Objective: The objective of this study is to determine associations between anthropometry and echocardiographic measures of cardiac structure and function in Hispanic/Latinos.
Methods: A total of 1,824 participants from ECHO-SOL were included. We evaluated associations between echocardiographic measures of left ventricular structure and function and anthropometric measures using multivariable-adjusted linear and logistic regression models adjusting for traditional cardiovascular risk factors.

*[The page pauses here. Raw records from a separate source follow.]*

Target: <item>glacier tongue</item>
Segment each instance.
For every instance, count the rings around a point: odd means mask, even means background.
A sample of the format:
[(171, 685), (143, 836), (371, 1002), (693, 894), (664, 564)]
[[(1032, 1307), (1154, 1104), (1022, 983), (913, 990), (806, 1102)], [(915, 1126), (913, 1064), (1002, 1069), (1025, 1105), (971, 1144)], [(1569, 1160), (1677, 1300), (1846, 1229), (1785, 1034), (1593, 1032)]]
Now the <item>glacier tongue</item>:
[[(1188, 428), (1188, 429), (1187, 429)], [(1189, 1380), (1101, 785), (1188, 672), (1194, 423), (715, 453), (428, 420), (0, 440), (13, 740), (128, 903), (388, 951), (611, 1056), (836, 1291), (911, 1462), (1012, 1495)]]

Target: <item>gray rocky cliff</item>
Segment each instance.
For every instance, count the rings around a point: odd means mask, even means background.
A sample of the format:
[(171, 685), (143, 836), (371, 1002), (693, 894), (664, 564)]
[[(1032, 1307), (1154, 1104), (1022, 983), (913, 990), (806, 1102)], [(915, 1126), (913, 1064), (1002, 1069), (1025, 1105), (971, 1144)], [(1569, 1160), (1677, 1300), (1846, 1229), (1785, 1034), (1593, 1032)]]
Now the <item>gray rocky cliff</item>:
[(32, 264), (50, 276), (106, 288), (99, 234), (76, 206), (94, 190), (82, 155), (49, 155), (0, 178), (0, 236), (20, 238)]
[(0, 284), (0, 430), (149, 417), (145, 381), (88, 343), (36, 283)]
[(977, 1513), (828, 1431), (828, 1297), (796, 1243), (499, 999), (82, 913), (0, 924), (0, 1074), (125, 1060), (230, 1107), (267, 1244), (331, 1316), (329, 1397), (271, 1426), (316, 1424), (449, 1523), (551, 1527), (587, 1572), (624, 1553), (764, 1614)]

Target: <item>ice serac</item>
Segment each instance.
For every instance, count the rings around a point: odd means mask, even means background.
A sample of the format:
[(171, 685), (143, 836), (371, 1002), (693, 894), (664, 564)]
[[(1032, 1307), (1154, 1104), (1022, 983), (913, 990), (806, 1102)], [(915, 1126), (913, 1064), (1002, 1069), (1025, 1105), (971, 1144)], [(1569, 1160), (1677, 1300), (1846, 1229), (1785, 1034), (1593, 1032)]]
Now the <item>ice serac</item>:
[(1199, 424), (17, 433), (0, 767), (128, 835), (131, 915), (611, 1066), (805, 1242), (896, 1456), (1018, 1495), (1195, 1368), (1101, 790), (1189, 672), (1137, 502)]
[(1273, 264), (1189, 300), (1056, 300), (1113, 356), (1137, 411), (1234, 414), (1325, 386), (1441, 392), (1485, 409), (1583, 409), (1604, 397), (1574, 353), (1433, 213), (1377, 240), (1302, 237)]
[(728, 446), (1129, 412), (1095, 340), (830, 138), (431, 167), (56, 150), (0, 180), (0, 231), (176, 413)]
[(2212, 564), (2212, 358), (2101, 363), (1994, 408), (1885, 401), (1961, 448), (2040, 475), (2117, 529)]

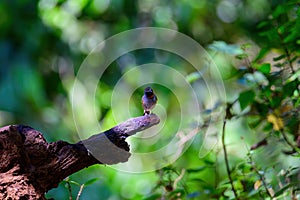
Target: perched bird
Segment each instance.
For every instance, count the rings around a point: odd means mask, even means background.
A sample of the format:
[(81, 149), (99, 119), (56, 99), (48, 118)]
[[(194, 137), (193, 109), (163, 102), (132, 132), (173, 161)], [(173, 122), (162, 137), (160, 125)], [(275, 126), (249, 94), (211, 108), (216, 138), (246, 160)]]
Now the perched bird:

Results: The mean age was 56 ± 0.17 years, 57% were women. The mean body mass index (BMI) was 30 ± 9.4 kg m-2, waist circumference (WC) was 100 ± 18 cm, and waist-to-hip ratio (WHR) was 0.93 ± 0.15. Adjusted analysis showed that 5-unit increment in BMI and 5-cm increase in WC was associated with 3.4 ± 0.6 and 1.05 ± 0.05 g m-2.7 (p < 0.05 for both) higher left ventricular (LV) mass index, respectively. Similarly, 0.1-unit increment in WHR was associated with 2.0 ± 0.16 g m-2.7 higher LV mass index (p < 0.01). WHR was associated with 0.22 ± 0.08% decrease in ejection fraction (p < 0.05). Concomitantly, 5-unit increment in BMI and WC was associated with increased odds of abnormal LV geometry (odds ratio 1.40 and 1.16, p = 0.03 and <0.01, respectively); 0.1-unit increment in WHR was associated with increased odds of abnormal LV geometry (odds ratio 1.51, p < 0.01).
Conclusions: Among Hispanic/Latinos, higher anthropometric measures were associated with adverse cardiac structure and function.
Keywords: Hispanics; anthropometrics; cardiac structure and function.